There is a distinction between training the deep neural network (DNN) model for feature representation and training a model for classifying people with the DNN model. This shows how to use a pre-trained DNN model to train and use a classification model.
Creating a Classification Model
1. Create raw image directory.
Create a directory for your raw images so that images from different
people are in different subdirectories. The names of the labels or
images do not matter, and each person can have a different amount of images.
The images should be formatted as jpg
or png
and have
a lowercase extension.
$ tree data/mydataset/raw
person-1
├── image-1.jpg
├── image-2.png
...
└── image-p.png
...
person-m
├── image-1.png
├── image-2.jpg
...
└── image-q.png
2. Preprocess the raw images
Change 8
to however many
separate processes you want to run:
for N in {1..8}; do ./util/align-dlib.py <path-to-raw-data> align outerEyesAndNose <path-to-aligned-data> --size 96 & done
.
If failed alignment attempts causes your directory to have too few images, you can use our utility script ./util/prune-dataset.py to deletes directories with less than a specified number of images.

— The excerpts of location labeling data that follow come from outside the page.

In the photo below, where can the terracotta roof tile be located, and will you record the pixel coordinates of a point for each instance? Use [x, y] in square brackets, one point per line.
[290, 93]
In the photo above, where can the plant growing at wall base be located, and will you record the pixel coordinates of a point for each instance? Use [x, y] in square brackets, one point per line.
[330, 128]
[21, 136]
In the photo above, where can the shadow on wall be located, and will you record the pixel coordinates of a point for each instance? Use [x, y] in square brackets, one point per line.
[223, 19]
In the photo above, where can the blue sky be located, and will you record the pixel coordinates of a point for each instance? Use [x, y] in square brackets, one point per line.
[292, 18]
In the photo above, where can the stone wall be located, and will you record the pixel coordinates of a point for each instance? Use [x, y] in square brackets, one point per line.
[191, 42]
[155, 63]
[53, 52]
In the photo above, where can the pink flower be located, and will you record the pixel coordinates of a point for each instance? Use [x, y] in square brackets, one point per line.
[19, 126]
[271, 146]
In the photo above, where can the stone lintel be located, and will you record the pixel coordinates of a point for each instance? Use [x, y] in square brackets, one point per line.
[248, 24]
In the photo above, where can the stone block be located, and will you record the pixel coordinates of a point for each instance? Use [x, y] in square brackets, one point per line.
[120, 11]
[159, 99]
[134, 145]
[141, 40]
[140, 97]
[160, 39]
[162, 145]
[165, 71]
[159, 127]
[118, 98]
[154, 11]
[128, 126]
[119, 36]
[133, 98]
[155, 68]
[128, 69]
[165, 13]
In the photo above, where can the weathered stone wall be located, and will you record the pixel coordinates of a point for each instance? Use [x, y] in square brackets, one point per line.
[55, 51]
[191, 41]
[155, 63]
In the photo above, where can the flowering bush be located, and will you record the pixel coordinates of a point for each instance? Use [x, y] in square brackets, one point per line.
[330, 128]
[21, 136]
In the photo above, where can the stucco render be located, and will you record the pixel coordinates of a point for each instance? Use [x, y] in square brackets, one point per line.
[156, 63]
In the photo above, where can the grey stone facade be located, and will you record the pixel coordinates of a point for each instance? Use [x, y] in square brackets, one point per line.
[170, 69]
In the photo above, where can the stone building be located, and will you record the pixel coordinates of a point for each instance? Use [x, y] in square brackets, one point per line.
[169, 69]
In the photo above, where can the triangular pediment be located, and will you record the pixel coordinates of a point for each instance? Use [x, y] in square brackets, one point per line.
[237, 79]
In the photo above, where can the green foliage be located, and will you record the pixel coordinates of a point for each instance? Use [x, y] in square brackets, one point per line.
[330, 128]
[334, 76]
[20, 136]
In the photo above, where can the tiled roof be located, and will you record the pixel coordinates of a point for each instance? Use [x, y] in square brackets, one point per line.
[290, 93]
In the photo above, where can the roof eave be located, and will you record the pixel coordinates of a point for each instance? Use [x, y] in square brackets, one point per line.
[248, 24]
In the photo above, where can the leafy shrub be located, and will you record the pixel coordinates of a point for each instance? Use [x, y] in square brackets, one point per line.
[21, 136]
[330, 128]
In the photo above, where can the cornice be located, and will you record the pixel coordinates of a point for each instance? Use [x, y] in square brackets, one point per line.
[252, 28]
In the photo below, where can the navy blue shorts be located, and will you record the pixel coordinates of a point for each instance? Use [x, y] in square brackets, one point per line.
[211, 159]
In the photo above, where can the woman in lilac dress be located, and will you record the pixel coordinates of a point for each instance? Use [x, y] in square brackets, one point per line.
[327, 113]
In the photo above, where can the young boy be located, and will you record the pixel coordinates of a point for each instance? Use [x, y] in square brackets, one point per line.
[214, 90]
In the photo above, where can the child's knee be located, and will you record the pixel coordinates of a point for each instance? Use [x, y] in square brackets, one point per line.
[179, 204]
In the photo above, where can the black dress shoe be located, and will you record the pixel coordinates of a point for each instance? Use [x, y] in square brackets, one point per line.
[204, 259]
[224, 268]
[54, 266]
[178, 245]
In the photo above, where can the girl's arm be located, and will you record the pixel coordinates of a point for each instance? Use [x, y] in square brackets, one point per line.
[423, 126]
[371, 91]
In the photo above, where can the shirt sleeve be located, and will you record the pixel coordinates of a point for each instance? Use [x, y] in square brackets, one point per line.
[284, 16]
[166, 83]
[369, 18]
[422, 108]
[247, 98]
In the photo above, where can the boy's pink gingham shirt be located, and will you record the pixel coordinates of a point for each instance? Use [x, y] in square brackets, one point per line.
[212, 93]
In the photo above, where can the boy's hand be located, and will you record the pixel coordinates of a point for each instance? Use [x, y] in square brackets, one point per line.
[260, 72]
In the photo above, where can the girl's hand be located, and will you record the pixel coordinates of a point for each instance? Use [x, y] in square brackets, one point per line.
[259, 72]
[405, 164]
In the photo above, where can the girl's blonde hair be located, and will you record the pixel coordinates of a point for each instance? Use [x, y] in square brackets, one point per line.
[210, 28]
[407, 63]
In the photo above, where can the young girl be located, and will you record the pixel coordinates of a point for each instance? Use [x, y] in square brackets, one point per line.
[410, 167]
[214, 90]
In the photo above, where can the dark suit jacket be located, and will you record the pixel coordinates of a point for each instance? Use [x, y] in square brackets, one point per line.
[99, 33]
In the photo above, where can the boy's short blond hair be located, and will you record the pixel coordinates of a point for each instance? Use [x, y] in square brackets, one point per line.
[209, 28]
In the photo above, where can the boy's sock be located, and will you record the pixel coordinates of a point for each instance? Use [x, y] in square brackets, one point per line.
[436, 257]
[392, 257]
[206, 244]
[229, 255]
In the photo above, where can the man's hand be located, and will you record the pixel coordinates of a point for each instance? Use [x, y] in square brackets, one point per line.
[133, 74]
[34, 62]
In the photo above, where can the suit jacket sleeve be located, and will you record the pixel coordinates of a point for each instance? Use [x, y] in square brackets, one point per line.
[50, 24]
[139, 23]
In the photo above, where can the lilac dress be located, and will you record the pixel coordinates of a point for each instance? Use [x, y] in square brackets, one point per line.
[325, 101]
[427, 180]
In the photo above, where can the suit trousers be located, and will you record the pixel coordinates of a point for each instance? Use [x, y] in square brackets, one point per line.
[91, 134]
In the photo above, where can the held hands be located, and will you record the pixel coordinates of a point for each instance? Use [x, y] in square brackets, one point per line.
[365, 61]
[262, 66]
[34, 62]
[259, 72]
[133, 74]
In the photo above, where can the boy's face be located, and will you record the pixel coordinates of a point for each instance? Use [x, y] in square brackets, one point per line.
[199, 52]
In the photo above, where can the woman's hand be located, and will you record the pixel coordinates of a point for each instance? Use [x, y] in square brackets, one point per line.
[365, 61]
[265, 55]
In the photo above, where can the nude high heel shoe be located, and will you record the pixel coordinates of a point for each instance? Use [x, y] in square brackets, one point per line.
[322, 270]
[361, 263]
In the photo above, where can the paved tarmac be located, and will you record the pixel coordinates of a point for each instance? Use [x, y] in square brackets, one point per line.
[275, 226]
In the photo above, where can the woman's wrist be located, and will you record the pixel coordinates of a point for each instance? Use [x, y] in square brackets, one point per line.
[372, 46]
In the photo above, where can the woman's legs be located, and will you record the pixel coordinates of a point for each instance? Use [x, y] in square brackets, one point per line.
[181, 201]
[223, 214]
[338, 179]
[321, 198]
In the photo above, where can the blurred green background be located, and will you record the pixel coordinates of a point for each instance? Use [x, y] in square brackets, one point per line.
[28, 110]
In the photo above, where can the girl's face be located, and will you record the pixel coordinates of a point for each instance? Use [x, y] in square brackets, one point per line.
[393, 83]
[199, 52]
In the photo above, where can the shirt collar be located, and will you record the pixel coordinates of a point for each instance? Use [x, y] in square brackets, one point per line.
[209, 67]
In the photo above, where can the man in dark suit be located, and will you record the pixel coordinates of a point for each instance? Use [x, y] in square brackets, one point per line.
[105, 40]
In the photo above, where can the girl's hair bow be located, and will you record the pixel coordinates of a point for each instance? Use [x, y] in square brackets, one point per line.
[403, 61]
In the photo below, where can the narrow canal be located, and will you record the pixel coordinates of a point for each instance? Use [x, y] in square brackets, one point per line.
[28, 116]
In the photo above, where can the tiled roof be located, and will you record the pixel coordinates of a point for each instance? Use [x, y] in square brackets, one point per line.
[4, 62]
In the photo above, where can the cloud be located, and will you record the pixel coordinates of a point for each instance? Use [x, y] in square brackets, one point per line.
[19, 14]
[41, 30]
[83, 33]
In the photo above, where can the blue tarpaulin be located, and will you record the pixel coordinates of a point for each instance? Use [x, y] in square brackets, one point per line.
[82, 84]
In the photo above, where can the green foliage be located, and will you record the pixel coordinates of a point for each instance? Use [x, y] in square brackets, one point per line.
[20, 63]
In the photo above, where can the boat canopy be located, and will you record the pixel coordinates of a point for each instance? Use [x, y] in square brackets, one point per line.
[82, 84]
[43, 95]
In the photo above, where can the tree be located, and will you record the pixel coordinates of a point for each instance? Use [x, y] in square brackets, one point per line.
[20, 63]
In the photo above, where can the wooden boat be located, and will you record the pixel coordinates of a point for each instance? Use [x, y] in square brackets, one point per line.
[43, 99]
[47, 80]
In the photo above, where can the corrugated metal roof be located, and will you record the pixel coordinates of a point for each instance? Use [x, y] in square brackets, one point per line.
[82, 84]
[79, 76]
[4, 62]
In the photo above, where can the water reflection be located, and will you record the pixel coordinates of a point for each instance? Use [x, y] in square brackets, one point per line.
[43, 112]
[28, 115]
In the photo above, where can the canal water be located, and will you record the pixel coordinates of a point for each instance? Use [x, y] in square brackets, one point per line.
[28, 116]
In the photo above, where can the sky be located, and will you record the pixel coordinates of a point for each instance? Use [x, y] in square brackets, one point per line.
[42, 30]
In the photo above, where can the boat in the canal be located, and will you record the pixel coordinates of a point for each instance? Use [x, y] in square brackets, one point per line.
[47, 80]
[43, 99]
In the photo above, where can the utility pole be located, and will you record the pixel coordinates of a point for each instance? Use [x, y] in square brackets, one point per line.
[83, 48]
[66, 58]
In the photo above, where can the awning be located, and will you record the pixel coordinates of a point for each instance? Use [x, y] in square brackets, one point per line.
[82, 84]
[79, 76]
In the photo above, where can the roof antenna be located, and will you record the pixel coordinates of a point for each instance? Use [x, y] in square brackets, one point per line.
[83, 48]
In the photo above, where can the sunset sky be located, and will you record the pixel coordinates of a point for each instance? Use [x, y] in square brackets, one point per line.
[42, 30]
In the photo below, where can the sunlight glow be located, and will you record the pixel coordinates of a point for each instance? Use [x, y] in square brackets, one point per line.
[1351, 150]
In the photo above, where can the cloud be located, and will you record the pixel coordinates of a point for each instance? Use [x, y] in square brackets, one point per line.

3. Generate Representations
./batch-represent/main.lua -outDir <feature-directory> -data <path-to-aligned-data>
creates reps.csv
and labels.csv
in <feature-directory>
.
4. Create the Classification Model
Use ./demos/classifier.py train <feature-directory>
to produce
the classification model which is an SVM saved to disk as
a Python pickle.
Training uses scikit-learn to perform a grid search over SVM parameters. For 1000's of images, training the SVMs takes seconds.
Classifying New Images
We have released a celeb-classifier.nn4.small2.v1.pkl
classification model
that is trained on about 6000 total images of the following people,
which are the people with the most images in our dataset.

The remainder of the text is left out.